QUOTE OF THE DAY

Chapter 1.
He adored New York City. He idolized it all out of proportion…no, make that: he – he romanticized it all out of proportion. Yeah. To him, no matter what the season was, this was still a town that existed in black and white and pulsated to the great tunes of George Gershwin.
Uh, no let me start this over.
Chapter 1.

He was too romantic about Manhattan, as he was about everything else. He thrived on the hustle bustle of the crowds and the traffic. To him, New York meant beautiful women and street-smart guys who seemed to know all the angles…’.

Ah, corny, too corny for my taste. Can we … can we try and make it more profound?

Chapter 1.
He adored New York City. For him, it was a metaphor for the decay of contemporary culture. The same lack of individual integrity that caused so many people to take the easy way out was rapidly turning the town of his dreams in…’
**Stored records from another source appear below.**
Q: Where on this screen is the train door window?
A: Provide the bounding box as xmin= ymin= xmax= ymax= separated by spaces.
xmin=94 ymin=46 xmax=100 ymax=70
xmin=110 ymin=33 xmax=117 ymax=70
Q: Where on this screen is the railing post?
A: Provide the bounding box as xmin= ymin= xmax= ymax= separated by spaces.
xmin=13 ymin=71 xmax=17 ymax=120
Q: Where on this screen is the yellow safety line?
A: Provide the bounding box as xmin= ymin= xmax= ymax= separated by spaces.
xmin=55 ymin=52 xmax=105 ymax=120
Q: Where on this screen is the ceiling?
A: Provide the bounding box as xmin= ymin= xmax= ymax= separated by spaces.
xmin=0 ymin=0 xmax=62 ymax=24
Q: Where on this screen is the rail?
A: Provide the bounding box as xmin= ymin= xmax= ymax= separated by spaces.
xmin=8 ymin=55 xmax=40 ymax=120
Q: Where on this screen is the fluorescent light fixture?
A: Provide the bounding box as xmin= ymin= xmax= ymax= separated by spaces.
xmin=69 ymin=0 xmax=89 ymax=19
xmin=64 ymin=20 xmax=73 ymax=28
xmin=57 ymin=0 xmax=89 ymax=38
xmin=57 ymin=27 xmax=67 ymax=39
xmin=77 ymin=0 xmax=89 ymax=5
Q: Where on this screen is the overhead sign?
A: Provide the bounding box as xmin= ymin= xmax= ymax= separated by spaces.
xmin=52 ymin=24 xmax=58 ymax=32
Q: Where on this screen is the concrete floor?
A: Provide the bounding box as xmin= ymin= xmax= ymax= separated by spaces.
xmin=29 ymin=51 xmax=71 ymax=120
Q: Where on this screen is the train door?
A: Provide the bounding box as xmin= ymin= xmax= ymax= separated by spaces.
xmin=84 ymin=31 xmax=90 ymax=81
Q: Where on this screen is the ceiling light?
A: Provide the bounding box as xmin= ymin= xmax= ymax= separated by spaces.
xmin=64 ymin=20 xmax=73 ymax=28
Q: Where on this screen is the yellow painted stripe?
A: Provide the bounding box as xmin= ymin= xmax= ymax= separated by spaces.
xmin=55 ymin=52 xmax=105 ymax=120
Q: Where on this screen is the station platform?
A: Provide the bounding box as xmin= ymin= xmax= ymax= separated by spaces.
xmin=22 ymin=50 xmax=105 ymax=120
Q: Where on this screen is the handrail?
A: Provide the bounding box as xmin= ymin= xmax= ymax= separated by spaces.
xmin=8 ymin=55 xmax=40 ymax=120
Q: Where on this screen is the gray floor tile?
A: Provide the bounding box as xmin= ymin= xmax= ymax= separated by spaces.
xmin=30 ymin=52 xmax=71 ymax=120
No, that’s going to be too preachy. I mean, you know, let’s face it, I want to sell some books here.

Chapter 1.
He adored New York City, although to him it was a metaphor for the decay of contemporary culture. How hard it was to exist in a society desensitized by drugs, loud music, television, crime, garbage…’
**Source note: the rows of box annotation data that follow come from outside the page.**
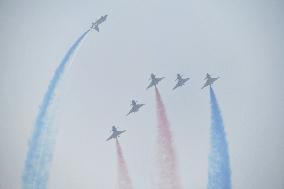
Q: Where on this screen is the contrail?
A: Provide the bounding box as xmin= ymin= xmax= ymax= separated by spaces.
xmin=116 ymin=139 xmax=133 ymax=189
xmin=207 ymin=87 xmax=231 ymax=189
xmin=22 ymin=30 xmax=90 ymax=189
xmin=155 ymin=88 xmax=180 ymax=189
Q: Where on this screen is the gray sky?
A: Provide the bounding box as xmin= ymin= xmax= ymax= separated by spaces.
xmin=0 ymin=0 xmax=284 ymax=189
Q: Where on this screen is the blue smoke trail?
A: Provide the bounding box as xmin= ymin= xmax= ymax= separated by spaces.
xmin=22 ymin=30 xmax=90 ymax=189
xmin=207 ymin=87 xmax=231 ymax=189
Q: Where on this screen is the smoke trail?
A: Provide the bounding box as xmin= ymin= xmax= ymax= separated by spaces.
xmin=116 ymin=140 xmax=133 ymax=189
xmin=207 ymin=87 xmax=231 ymax=189
xmin=22 ymin=30 xmax=90 ymax=189
xmin=155 ymin=88 xmax=180 ymax=189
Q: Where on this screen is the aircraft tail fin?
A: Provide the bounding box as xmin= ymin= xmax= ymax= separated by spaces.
xmin=95 ymin=25 xmax=100 ymax=32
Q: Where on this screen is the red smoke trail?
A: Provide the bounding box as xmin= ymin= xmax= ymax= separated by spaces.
xmin=116 ymin=140 xmax=133 ymax=189
xmin=155 ymin=88 xmax=180 ymax=189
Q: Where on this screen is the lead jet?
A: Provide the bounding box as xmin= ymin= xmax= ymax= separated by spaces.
xmin=146 ymin=74 xmax=165 ymax=89
xmin=106 ymin=126 xmax=126 ymax=141
xmin=126 ymin=100 xmax=145 ymax=116
xmin=201 ymin=73 xmax=220 ymax=89
xmin=91 ymin=14 xmax=108 ymax=32
xmin=173 ymin=74 xmax=190 ymax=90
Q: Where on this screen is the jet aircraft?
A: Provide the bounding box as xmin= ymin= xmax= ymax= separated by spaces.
xmin=173 ymin=74 xmax=190 ymax=90
xmin=146 ymin=74 xmax=165 ymax=89
xmin=106 ymin=126 xmax=126 ymax=141
xmin=201 ymin=73 xmax=220 ymax=89
xmin=91 ymin=14 xmax=108 ymax=32
xmin=126 ymin=100 xmax=145 ymax=116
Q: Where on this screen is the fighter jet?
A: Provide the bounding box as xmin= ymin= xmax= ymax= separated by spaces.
xmin=91 ymin=14 xmax=108 ymax=32
xmin=126 ymin=100 xmax=145 ymax=116
xmin=201 ymin=73 xmax=220 ymax=89
xmin=173 ymin=74 xmax=190 ymax=90
xmin=106 ymin=126 xmax=126 ymax=141
xmin=146 ymin=74 xmax=165 ymax=89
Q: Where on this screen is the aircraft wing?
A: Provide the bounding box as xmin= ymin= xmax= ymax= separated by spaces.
xmin=173 ymin=83 xmax=180 ymax=90
xmin=106 ymin=134 xmax=113 ymax=141
xmin=117 ymin=130 xmax=126 ymax=135
xmin=146 ymin=81 xmax=154 ymax=89
xmin=126 ymin=107 xmax=134 ymax=116
xmin=95 ymin=25 xmax=100 ymax=32
xmin=201 ymin=79 xmax=210 ymax=89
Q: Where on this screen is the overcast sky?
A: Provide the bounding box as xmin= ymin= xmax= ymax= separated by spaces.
xmin=0 ymin=0 xmax=284 ymax=189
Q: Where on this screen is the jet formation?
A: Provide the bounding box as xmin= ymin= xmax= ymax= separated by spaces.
xmin=106 ymin=73 xmax=220 ymax=141
xmin=91 ymin=14 xmax=108 ymax=32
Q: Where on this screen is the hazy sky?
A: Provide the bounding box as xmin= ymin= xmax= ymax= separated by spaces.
xmin=0 ymin=0 xmax=284 ymax=189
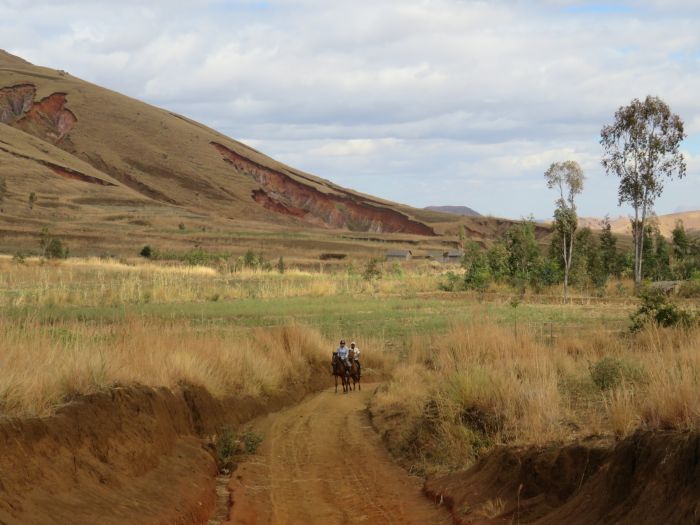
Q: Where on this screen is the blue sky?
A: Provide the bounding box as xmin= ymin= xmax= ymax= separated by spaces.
xmin=0 ymin=0 xmax=700 ymax=218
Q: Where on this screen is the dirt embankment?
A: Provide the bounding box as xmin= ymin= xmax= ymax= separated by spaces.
xmin=212 ymin=142 xmax=435 ymax=236
xmin=425 ymin=431 xmax=700 ymax=525
xmin=0 ymin=373 xmax=328 ymax=525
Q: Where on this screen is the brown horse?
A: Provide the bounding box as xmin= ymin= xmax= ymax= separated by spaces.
xmin=331 ymin=354 xmax=350 ymax=394
xmin=348 ymin=348 xmax=362 ymax=390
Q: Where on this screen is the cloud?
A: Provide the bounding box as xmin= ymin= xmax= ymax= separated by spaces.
xmin=0 ymin=0 xmax=700 ymax=217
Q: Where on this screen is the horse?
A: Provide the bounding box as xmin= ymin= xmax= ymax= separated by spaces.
xmin=331 ymin=353 xmax=350 ymax=394
xmin=348 ymin=348 xmax=362 ymax=390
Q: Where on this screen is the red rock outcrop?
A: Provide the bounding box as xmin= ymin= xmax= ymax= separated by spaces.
xmin=0 ymin=84 xmax=78 ymax=144
xmin=211 ymin=142 xmax=435 ymax=236
xmin=0 ymin=84 xmax=36 ymax=124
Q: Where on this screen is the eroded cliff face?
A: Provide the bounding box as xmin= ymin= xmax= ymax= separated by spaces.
xmin=0 ymin=84 xmax=78 ymax=145
xmin=211 ymin=142 xmax=435 ymax=235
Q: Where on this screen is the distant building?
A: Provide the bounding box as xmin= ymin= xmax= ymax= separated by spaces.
xmin=386 ymin=250 xmax=413 ymax=261
xmin=427 ymin=250 xmax=464 ymax=264
xmin=445 ymin=251 xmax=464 ymax=264
xmin=651 ymin=281 xmax=683 ymax=295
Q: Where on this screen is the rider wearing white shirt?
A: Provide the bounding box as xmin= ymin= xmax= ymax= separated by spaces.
xmin=350 ymin=341 xmax=362 ymax=373
xmin=333 ymin=339 xmax=350 ymax=369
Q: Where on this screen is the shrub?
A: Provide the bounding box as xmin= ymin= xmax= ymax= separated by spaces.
xmin=44 ymin=237 xmax=68 ymax=259
xmin=362 ymin=259 xmax=382 ymax=281
xmin=630 ymin=289 xmax=696 ymax=332
xmin=438 ymin=272 xmax=464 ymax=292
xmin=241 ymin=428 xmax=263 ymax=454
xmin=216 ymin=427 xmax=239 ymax=463
xmin=590 ymin=356 xmax=644 ymax=390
Too angry, I don’t want to be angry.

Chapter 1.
He was as tough and romantic as the city he loved. Behind his black-rimmed glasses was the coiled sexual power of a jungle cat.’

I love this.

‘New York was his town, and it always would be.”

Woody Allen, Manhattan 


QUOTES OF THE DAY

“I love New York. You can pop out of the Underworld in Central Park, hail a taxi, head down Fifth Avenue with a giant hellhound loping behind you, and nobody even looks at you funny.”

Rick Riordan

“I would give the greatest sunset in the world for one sight of New York’s skyline. Particularly when one can’t see the details. Just the shapes. The shapes and the thought that made them. The sky over New York and the will of man made visible. What other religion do we need? And then people tell me about pilgrimages to some dank pesthole in a jungle where they go to do homage to a crumbling temple, to a leering stone monster with a pot belly, created by some leprous savage. Is it beauty and genius they want to see? Do they seek a sense of the sublime? Let them come to New York, stand on the shore of the Hudson, look and kneel. When I see the city from my window – no, I don’t feel how small I am – but I feel that if a war came to threaten this, I would throw myself into space, over the city, and protect these buildings with my body.”
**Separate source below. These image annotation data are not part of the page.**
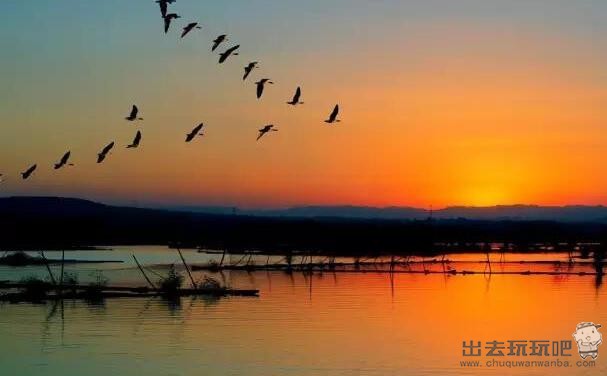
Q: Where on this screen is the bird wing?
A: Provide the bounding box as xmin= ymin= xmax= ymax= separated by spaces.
xmin=101 ymin=141 xmax=114 ymax=155
xmin=211 ymin=35 xmax=226 ymax=51
xmin=158 ymin=1 xmax=167 ymax=18
xmin=60 ymin=151 xmax=72 ymax=164
xmin=242 ymin=64 xmax=253 ymax=80
xmin=329 ymin=104 xmax=339 ymax=120
xmin=129 ymin=105 xmax=139 ymax=118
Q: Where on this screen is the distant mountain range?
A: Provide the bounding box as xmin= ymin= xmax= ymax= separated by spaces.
xmin=167 ymin=205 xmax=607 ymax=222
xmin=0 ymin=197 xmax=607 ymax=251
xmin=0 ymin=197 xmax=607 ymax=223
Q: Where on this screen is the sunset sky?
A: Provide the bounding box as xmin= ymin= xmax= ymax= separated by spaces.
xmin=0 ymin=0 xmax=607 ymax=208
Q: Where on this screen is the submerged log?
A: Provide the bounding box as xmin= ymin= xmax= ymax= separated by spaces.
xmin=0 ymin=252 xmax=123 ymax=266
xmin=0 ymin=282 xmax=259 ymax=302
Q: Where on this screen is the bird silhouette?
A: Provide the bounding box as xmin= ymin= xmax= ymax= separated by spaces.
xmin=125 ymin=105 xmax=143 ymax=121
xmin=156 ymin=0 xmax=175 ymax=18
xmin=97 ymin=141 xmax=114 ymax=163
xmin=325 ymin=104 xmax=340 ymax=124
xmin=287 ymin=86 xmax=303 ymax=106
xmin=127 ymin=131 xmax=141 ymax=149
xmin=163 ymin=13 xmax=181 ymax=34
xmin=219 ymin=44 xmax=240 ymax=64
xmin=185 ymin=123 xmax=204 ymax=142
xmin=211 ymin=34 xmax=228 ymax=51
xmin=257 ymin=124 xmax=278 ymax=141
xmin=55 ymin=151 xmax=74 ymax=170
xmin=242 ymin=61 xmax=259 ymax=81
xmin=255 ymin=78 xmax=274 ymax=99
xmin=21 ymin=165 xmax=38 ymax=180
xmin=181 ymin=22 xmax=202 ymax=38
Ayn Rand, The Fountainhead

“The true New Yorker secretly believes that people living anywhere else have to be, in some sense, kidding.”

John Updike

“One belongs to New York instantly, one belongs to it as much in five minutes as in five years.”

Tom Wolfe

“New York is an ugly city, a dirty city. Its climate is a scandal, its politics are used to frighten children, its traffic is madness, its competition is murderous.
But there is one thing about it – once you have lived in New York and it has become your home, no place else is good enough.”

John Steinbeck, America and Americans and Selected Nonfiction

“Of course, in Los Angeles, everything is based on driving, even the killings. In New York, most people don’t have cars, so if you want to kill a person, you have to take the subway to their house. And sometimes on the way, the train is delayed and you get impatient, so you have to kill someone on the subway. That’s why there are so many subway murders; no one has a car.”